Mereden does a quick check, but there’s nothing to be done for Gwenna’s busted nose or Lark’s ribs. They need a guild healer.

“I’m good,” Lark says. “Had worse in a bar fight.”

“I just want out,” Gwenna moans.

“We’re working on it.” Gwenna whimpers with distress at my reassurance, and I reach over and grab her hand, holding it tightly. “Kipp. What else do you have in your house? Anything we can use for light?”

He scrambles up to his shell again and digs into the side, squirming his way under a broken piece and tossing out a few more bits. There’s a bag full of stale cookies, a bundle of string, a handful of nuts, and one more tiny candle. We have no water to drink, very little food, and I’m trying hard not to think about how much rock could possibly be over us.

“Thank you,” I tell Kipp, and hand the cookies to Mereden and Gwenna, because they’re both looking shaky. “You two eat these.”

I expect Lark to complain, but she doesn’t. Even clutching her ribs, she seems more settled than both Gwenna and Mereden, who look like they might fall apart at any moment.

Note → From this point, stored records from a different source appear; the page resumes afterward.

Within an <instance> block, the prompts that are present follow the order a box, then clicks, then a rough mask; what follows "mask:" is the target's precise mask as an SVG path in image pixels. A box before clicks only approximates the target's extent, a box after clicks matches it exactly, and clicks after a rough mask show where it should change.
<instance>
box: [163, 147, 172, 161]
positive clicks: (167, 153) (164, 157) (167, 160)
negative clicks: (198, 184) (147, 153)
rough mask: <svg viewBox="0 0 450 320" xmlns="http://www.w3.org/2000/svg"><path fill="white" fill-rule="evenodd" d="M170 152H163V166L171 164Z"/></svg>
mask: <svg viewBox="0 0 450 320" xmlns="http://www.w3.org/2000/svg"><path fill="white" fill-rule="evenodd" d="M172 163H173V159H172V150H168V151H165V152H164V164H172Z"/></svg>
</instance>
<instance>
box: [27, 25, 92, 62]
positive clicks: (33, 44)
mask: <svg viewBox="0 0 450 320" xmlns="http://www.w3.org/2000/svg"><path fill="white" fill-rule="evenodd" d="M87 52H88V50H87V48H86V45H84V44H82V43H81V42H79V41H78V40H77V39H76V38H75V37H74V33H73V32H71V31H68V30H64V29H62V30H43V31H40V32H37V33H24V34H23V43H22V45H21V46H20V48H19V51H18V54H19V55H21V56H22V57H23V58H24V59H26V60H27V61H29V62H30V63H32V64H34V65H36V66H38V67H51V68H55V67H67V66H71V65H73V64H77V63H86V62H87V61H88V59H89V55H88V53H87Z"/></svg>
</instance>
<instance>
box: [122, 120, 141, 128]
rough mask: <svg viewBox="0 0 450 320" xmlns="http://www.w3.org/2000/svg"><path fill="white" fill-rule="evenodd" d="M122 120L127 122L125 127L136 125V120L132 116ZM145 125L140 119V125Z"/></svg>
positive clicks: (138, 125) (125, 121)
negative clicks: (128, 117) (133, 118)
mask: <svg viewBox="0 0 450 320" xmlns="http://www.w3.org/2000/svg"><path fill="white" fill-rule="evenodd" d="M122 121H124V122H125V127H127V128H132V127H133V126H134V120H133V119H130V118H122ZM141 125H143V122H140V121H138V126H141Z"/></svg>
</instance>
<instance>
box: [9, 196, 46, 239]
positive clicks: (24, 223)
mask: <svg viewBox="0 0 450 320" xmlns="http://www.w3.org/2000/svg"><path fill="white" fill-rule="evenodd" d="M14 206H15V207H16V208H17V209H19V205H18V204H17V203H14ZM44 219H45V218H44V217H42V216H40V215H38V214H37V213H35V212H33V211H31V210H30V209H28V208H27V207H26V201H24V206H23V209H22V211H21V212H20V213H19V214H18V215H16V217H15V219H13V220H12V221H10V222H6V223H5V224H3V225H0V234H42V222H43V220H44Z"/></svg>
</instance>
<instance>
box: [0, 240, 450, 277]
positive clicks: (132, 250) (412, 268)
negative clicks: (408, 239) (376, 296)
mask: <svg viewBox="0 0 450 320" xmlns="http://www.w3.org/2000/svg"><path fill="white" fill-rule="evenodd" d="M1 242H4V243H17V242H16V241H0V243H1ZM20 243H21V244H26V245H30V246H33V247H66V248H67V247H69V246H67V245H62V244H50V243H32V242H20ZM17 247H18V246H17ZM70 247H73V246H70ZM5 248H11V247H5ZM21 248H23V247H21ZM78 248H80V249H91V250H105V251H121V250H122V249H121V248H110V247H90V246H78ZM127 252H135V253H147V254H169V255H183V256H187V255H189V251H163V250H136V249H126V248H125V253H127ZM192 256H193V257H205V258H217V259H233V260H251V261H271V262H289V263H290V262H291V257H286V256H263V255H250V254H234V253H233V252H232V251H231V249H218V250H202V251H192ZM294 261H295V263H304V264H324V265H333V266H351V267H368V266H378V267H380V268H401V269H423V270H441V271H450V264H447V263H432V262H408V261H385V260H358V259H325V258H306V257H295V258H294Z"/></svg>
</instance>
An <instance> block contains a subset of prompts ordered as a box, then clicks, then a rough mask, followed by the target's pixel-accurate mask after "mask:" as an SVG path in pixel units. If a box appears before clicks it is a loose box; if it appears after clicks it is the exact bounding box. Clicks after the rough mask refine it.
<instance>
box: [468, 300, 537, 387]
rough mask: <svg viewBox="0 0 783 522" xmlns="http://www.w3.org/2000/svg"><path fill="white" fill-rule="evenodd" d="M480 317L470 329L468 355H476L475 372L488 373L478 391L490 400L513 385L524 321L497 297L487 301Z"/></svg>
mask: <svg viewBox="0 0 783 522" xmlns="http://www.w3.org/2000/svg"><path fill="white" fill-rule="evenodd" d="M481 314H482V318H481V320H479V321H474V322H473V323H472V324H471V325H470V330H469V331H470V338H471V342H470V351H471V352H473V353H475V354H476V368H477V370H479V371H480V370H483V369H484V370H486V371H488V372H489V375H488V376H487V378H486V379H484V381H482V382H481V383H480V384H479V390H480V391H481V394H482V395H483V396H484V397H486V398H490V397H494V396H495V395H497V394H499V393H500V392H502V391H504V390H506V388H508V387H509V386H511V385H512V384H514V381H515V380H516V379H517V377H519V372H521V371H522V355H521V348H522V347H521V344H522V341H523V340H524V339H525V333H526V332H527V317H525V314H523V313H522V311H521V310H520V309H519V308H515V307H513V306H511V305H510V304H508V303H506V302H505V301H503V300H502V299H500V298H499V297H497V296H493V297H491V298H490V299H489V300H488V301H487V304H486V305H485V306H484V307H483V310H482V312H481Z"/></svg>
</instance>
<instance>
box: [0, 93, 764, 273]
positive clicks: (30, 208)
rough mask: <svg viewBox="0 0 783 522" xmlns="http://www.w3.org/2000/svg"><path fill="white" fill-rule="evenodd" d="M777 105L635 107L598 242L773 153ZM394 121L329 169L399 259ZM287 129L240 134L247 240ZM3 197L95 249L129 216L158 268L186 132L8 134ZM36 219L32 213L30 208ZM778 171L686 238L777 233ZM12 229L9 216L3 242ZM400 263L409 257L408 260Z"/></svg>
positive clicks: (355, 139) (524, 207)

I keep talking in order to seem like I have everything under control. “I think with the nuts and a bit of ripped fabric, we might be able to make a candle that will burn longer. In Prell, they used nut oil in their candles and that’s why it left greasy smears on a lot of the paint in the ruins—well, it isn’t important. The important thing is that we’re not going to run out of light, all right? We’ll figure something out.”

Lark nods. “Once I catch my breath I can try to see if any of the rocks are loose.”

“No, you stay where you are. Kipp, are there any cracks in the rocks that you can squeeze through?” I shift my weight, nearly hitting myhead on the oppressively low ceiling again. “If so, see if you can figure out the best way out. If not, just let me know. We’ve got options.”

“Options?” Gwenna lets out a hysterical bark of laughter. “What fucking options do we have? Die fast or die slow?”

“No,” I say firmly. “First of all, if we can’t find a solution out of the…rubble, then we wait here.” I don’t use the wordscave-inorburied aliveeven though it’s the first thing that comes to mind. Since Gwenna is still panicky, I decide to go further with my lies. “There was a team about thirty years ago that lived in the tunnels for a month before they were rescued. They ate moss and drank trickles of water that came in through the rock. We’ll be fine. People survive in the ruins all the time. We can wait for rescue.”